Kubernetes Cost Is Now the #1 Pain Point (88% Report Rising TCO) — Are Simpler Alternatives Like Nomad and Cloud Run Finally Winning?

I’ve been sitting on this post for a few weeks because I know it’s going to be controversial in certain circles. But after our Q4 infrastructure review, I can’t stay quiet anymore.

The Numbers Don’t Lie

The 2026 Cloud Native Computing Foundation survey landed last month and the headline finding is stark: 88% of organizations report rising Kubernetes total cost of ownership year over year, with 42% citing cost as their primary infrastructure pain point — up from 31% in 2024. This isn’t a fringe complaint from startups running hobby clusters. This is enterprise-scale feedback from organizations that bet big on Kubernetes and are now reckoning with the bill.

And when people say “cost,” they don’t just mean the EC2 or GKE compute bill. That’s actually the part you can see and optimize. The real costs are the ones that never show up on a single invoice.

The Hidden Cost Iceberg

Here’s what “running Kubernetes” actually costs beyond compute:

  • Dedicated platform engineering teams. You can’t run K8s without at least 2-3 engineers whose full-time job is keeping the platform healthy. At senior SRE salaries, that’s $500K-$800K/year before you deploy a single application.
  • Training and onboarding. Every new engineer needs weeks to become productive with your K8s setup. Helm charts, custom operators, networking policies, RBAC — the learning curve is a cliff, not a slope.
  • Security hardening. Pod security standards, network policies, secrets management, image scanning, admission controllers — each one is a project, not a task.
  • Upgrade cycles. Kubernetes releases every four months and end-of-lifes versions aggressively. Each upgrade is a multi-week project involving testing, compatibility checks, and the occasional 3am incident.
  • Networking complexity. Service mesh, ingress controllers, DNS, load balancing — we’ve spent more engineering hours debugging Kubernetes networking than building features in some quarters.

Our K8s Journey: A Case Study in Complexity Creep

Three years ago, we migrated to EKS with 12 microservices. It felt manageable. Today we’re running 85 services on Kubernetes with a 4-person platform engineering team dedicated to keeping it all running. Our annual K8s-related costs — compute, platform team salaries, tooling licenses (Datadog, PagerDuty, Teleport, ArgoCD) — add up to roughly $1.2 million per year.

For a mid-stage SaaS company, that’s a significant chunk of our engineering budget. And the honest question I keep asking myself is: do we need all of this?
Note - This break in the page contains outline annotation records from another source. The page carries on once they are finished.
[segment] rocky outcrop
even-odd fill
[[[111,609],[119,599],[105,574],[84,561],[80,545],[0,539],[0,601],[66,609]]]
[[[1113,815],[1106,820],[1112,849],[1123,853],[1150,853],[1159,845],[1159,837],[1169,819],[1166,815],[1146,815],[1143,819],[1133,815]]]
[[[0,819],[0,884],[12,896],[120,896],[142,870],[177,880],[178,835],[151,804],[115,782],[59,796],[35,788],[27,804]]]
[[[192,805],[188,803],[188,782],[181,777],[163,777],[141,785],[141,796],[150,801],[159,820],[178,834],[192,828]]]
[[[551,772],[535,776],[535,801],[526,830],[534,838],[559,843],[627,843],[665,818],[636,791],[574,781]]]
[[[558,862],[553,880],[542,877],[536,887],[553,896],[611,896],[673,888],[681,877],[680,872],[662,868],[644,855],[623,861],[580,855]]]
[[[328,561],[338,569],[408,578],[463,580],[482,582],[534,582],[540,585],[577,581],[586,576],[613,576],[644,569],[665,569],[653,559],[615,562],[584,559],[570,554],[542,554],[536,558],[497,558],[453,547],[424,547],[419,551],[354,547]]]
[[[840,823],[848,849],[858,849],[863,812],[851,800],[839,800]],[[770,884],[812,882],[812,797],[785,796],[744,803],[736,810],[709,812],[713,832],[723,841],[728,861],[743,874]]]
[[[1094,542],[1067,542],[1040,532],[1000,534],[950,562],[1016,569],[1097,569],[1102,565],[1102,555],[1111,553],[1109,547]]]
The Alternatives Are Getting Serious

A few years ago, suggesting anything other than Kubernetes for container orchestration would get you laughed out of the room. That’s changing:

  • HashiCorp Nomad — simpler operational model, handles 80% of orchestration use cases with 20% of the complexity. I’ve talked to three CTOs this quarter who are running Nomad in production and loving it.
  • Google Cloud Run — serverless containers that scale to zero. No cluster management, no node pools, no upgrade cycles. You push a container and it runs.
  • AWS App Runner — Amazon’s answer to Cloud Run. Still maturing but the simplicity is compelling.
  • Fly.io — interesting for edge deployments and teams that want container orchestration without the Kubernetes overhead.
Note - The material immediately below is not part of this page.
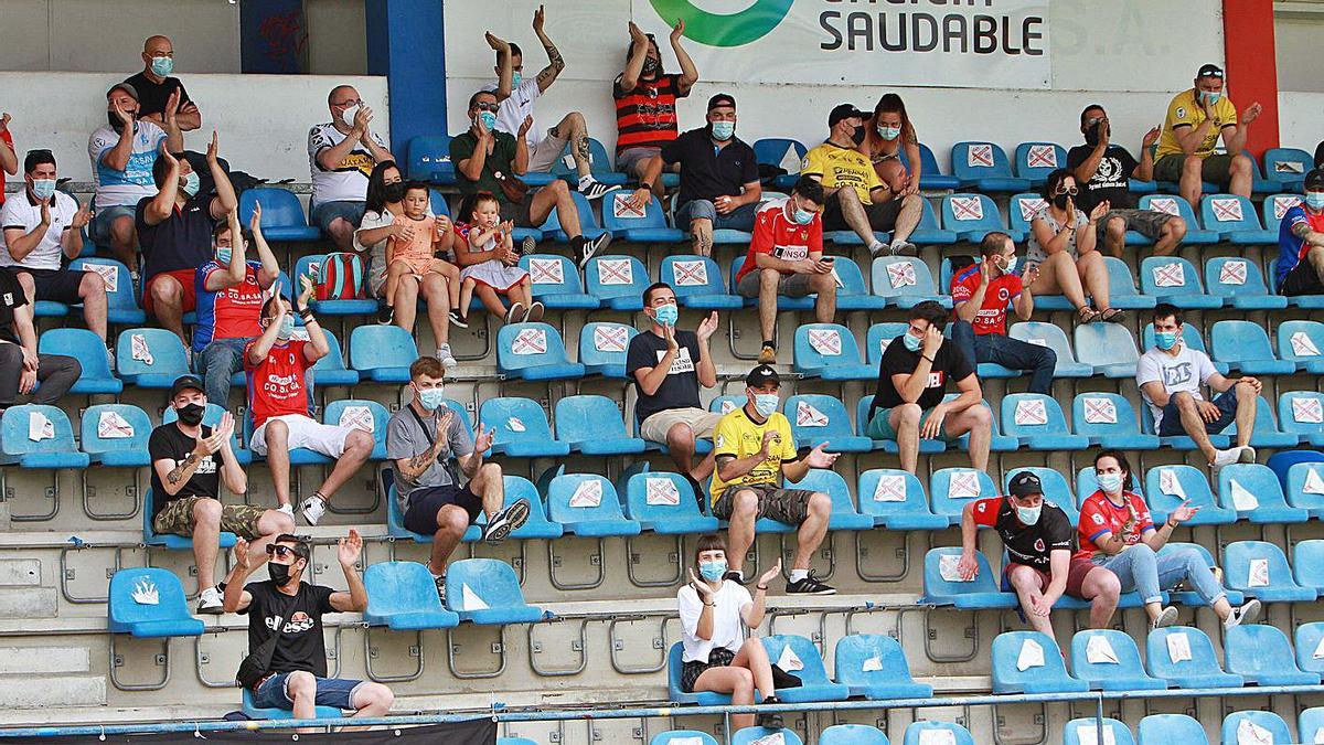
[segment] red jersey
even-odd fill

And here’s one that surprised me: Docker Swarm is having a quiet renaissance. I’ve heard from multiple teams going back to Swarm for straightforward web service deployments. As one engineer put it to me: “We don’t need a rocket ship to deliver pizza.”

My Contrarian Take

I’ll say it plainly: Kubernetes is the right choice for maybe 20% of companies. The other 80% adopted it because it was the “industry standard,” because it looked good on job postings, and because conference talks made it seem like the only serious option. Those companies are now paying a complexity tax that compounds every quarter.

The Migration Trap

Here’s the catch, and it’s a big one: once you’re on Kubernetes, the ecosystem lock-in makes leaving extraordinarily expensive. Helm charts, custom operators, Istio service mesh configurations, ArgoCD GitOps pipelines, Prometheus monitoring stacks — every tool in the CNCF landscape is another anchor keeping you on K8s.

We’re not moving off Kubernetes tomorrow. But I’ve started a working group to evaluate which of our services could be migrated to Cloud Run or a simpler platform without the K8s overhead.
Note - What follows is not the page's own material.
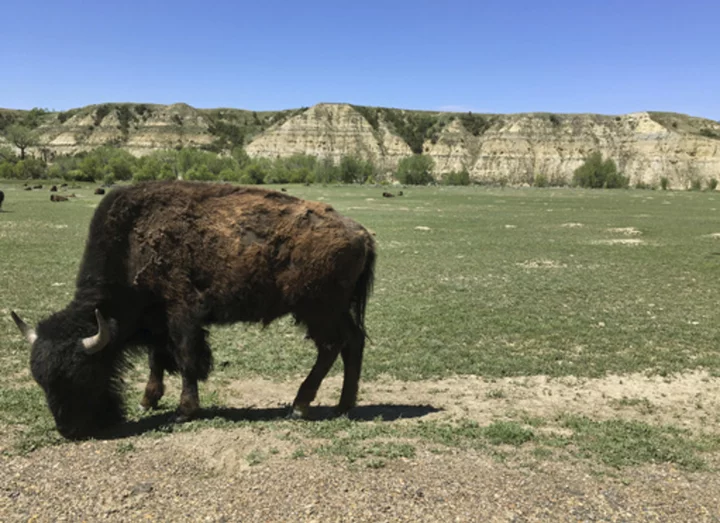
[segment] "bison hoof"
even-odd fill
[[[180,412],[177,413],[175,416],[175,423],[187,423],[188,421],[192,420],[193,416],[190,414],[182,414]]]
[[[290,411],[290,414],[288,414],[288,418],[289,419],[307,419],[309,411],[310,411],[309,405],[293,405],[293,408]]]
Has anyone here successfully moved OFF Kubernetes? What did you move to, and what was the migration experience like? I’d especially love to hear from teams that went from K8s to something simpler and don’t regret it.

Michelle, I appreciate the candor but I have to push back on some of this — respectfully, as someone who manages K8s clusters for a living.

The Cost Problem Isn’t Kubernetes. It’s Discipline.

The 88% figure from the CNCF survey doesn’t surprise me, but I’d argue it says more about how organizations run Kubernetes than about Kubernetes itself. When I joined my current team two years ago, our monthly EKS bill was $47K. Today it’s $26K — a 45% reduction — while running 30% more workloads. Here’s what we did:

1. Resource limits and requests — properly configured. The number of teams running containers with no resource limits, or with requests set to 4 CPU and 8GB RAM “just in case,” is staggering. We audited every deployment and right-sized based on actual P95 usage. That alone saved us 25%.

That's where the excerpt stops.